His voice falters, and you reach up, slowly, to touch his cheek, swipe tears away with your thumb. His shoulders are shaking now, fine tremors running through his body, and he lets his eyes fall shut. “God, I hate hospitals…” It’s barely more than a whisper. His face crumples.

You squeeze his hand so hard it hurts.

***

Roxy and Jane take Dirk home with them that night. As it turned out, the doctors were serious about the psych ward; it had been a full-blown and violent panic attack that Dirk had experienced that first night in the waiting room and the unfortunate nurse who had tried to calm him down had wound up with a deviated septum for his troubles.

“A change of atmosphere is in order,” the doctor who had first treated Dirk’s cut had said. “I’m no psychiatrist but a hospital clearly isn’t a healthy environment for a long-term meningitis patient to return to, let alone one left with a disability. And I really couldn’t say if he’d fare any better in the psychiatric ward. He should go home. Come back for a bit during proper visiting hours if he wants.” Her eyes were kind and sad, exactly the sort of thing Dirk would hate to have directed at him. But there had been nothing for it but to agree.  Jane had walked away down the hall with the doctor then while she drew up some referrals to a few different counseling and psychiatry centers, making sure to keep the woman out of Dirk’s earshot.

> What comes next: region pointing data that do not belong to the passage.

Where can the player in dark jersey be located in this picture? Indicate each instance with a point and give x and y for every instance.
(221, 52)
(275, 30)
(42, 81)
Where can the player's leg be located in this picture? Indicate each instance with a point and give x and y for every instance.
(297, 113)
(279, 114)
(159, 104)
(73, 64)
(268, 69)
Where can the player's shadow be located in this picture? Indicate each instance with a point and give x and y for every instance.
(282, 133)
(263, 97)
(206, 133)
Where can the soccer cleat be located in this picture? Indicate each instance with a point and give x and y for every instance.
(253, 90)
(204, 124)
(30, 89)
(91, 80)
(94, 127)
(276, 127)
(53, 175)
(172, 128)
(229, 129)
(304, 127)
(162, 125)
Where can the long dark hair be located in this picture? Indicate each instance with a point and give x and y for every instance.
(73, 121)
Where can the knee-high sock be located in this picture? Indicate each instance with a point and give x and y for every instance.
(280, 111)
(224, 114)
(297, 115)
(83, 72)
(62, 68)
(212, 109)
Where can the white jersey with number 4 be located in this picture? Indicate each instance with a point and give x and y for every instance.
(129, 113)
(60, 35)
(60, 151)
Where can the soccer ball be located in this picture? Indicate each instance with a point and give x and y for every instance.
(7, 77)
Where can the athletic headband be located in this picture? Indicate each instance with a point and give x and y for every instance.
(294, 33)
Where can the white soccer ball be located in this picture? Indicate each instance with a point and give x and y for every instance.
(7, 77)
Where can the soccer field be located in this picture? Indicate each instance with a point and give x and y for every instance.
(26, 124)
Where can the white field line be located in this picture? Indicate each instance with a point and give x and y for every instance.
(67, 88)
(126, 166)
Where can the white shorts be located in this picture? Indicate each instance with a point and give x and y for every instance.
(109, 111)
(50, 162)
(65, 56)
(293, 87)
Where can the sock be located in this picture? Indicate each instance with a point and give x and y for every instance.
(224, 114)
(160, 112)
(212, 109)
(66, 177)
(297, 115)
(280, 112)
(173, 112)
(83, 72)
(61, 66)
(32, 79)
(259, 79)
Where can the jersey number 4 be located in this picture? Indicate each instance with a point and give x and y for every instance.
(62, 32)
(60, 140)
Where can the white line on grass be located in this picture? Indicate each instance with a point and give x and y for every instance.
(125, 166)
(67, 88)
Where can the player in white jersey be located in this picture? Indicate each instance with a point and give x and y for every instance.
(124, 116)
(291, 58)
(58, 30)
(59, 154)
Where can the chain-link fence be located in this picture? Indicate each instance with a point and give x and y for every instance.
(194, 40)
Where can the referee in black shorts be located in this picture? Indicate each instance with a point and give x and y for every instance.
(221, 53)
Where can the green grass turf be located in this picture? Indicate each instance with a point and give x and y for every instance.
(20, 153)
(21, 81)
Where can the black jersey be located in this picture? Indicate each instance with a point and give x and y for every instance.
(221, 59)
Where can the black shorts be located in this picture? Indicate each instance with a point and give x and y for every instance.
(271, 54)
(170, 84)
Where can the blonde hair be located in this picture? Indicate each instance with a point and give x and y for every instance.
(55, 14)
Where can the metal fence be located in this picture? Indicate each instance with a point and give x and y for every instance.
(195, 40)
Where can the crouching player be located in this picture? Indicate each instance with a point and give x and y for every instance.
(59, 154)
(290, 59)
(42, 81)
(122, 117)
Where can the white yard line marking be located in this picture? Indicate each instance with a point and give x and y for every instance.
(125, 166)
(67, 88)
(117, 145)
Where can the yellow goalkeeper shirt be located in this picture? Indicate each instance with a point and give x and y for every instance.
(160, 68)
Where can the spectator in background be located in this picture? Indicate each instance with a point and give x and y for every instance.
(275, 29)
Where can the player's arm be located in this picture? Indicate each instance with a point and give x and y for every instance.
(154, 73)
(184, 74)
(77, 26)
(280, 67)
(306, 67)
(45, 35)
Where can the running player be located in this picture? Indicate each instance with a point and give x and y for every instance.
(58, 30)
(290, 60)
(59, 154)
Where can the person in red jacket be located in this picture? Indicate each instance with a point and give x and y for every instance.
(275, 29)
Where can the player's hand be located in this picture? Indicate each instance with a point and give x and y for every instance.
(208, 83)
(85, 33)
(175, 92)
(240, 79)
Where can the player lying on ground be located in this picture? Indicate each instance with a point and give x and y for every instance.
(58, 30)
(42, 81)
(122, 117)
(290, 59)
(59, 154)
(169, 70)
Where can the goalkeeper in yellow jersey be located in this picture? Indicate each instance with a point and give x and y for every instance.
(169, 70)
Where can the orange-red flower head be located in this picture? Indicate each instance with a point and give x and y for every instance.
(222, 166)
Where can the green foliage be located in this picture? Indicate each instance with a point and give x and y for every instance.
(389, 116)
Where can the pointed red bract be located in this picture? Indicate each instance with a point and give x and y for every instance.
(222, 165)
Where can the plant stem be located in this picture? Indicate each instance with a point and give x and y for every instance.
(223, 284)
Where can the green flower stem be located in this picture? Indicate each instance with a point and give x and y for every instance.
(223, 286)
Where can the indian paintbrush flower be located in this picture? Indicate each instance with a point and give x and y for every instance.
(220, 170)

Dirk looked livid when he’d found out that he had no option except to leave, especially when he was told that you had to stay another three days at least, and had one day left to go before they’d take the ventilator out. Roxy and Jane had tried to tell him that you’d be out of it most of the time anyway—and they were probably right, you couldn’t stay awake very long because of the drugs they were pumping through you to dull the deep, constant ache in your chest, throat, and head, and a stubbornly lingering fever that left you feeling drained at all hours. But by the tone of Dirk’s voice you’d have sworn he thought the doctors were going to do something dreadful to you if he left your side for a moment.

“This is such bullshit,” he’d muttered in your ear before he left, then kissed your forehead. “I’ll be back tomorrow, alright? I promise.”

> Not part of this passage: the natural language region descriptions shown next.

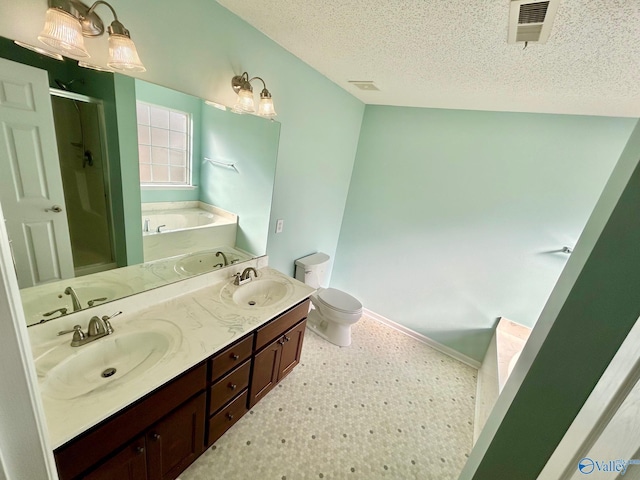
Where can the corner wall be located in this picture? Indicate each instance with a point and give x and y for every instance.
(462, 214)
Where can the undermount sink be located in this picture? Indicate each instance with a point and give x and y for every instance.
(69, 372)
(257, 293)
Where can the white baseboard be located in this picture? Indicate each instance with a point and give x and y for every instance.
(424, 339)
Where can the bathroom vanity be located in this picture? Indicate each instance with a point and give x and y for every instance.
(242, 353)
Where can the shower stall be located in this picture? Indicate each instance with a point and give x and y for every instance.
(84, 165)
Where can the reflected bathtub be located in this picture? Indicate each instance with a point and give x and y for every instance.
(178, 228)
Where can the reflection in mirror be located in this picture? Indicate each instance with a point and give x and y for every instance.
(75, 210)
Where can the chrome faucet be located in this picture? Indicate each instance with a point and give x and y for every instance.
(224, 257)
(74, 298)
(245, 276)
(98, 328)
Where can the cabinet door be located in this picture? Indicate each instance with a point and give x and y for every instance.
(266, 367)
(129, 464)
(177, 440)
(291, 349)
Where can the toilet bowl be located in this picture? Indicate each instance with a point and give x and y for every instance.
(333, 311)
(332, 315)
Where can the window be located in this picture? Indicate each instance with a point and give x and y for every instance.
(164, 145)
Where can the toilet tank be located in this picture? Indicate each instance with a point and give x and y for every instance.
(312, 269)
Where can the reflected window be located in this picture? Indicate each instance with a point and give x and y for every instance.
(164, 145)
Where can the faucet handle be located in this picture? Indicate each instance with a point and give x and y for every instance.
(78, 336)
(63, 312)
(92, 302)
(76, 327)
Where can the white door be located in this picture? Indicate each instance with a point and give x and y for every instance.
(30, 183)
(603, 442)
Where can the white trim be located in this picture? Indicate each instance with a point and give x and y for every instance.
(168, 186)
(423, 339)
(23, 421)
(614, 387)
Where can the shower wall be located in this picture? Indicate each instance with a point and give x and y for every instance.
(83, 178)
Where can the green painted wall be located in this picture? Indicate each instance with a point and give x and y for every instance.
(251, 143)
(455, 218)
(166, 97)
(130, 171)
(196, 49)
(590, 312)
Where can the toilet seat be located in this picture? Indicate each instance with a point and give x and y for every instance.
(339, 301)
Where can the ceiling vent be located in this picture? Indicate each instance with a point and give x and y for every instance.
(531, 21)
(364, 84)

His eyes were still tinged with red from earlier, but he’d jammed his shades on his face before he’d turn back towards Jane and Roxy. Roxy had slung an arm around his west and he’d let her walk him out of the room that way. Jane had given you a sweet smile and waved before following them.

Your grandma’s the one sitting by you holding your hand now. When she’d arrived, you’d sat through a perfectly warranted lecture on the need to take proper care of yourself, and to “suck it up and go to the damned doctor when you’re sick once in awhile, why don’t you.” You’d tried your best to look contrite, and considering that you had a breathing tube sticking out of your mouth, you must’ve looked a pitiful enough sight to dispel her worried anger. She’d given you a warm look, ruffled your hair and slid your spare pair of glasses from home onto your nose, and had then launched into some colorful anecdote about last week’s bungee jumping excursion with her bingo buddies to take your mind off things.

Her cell phone rings once, hours later while you’re both dozing off. She says it’s for you and hands it over, and you hold it up to your ear with an arm that feels rather like lead.

“Hey, English.”

You can’t talk back, but you fall asleep listening to the sound of Dirk’s voice.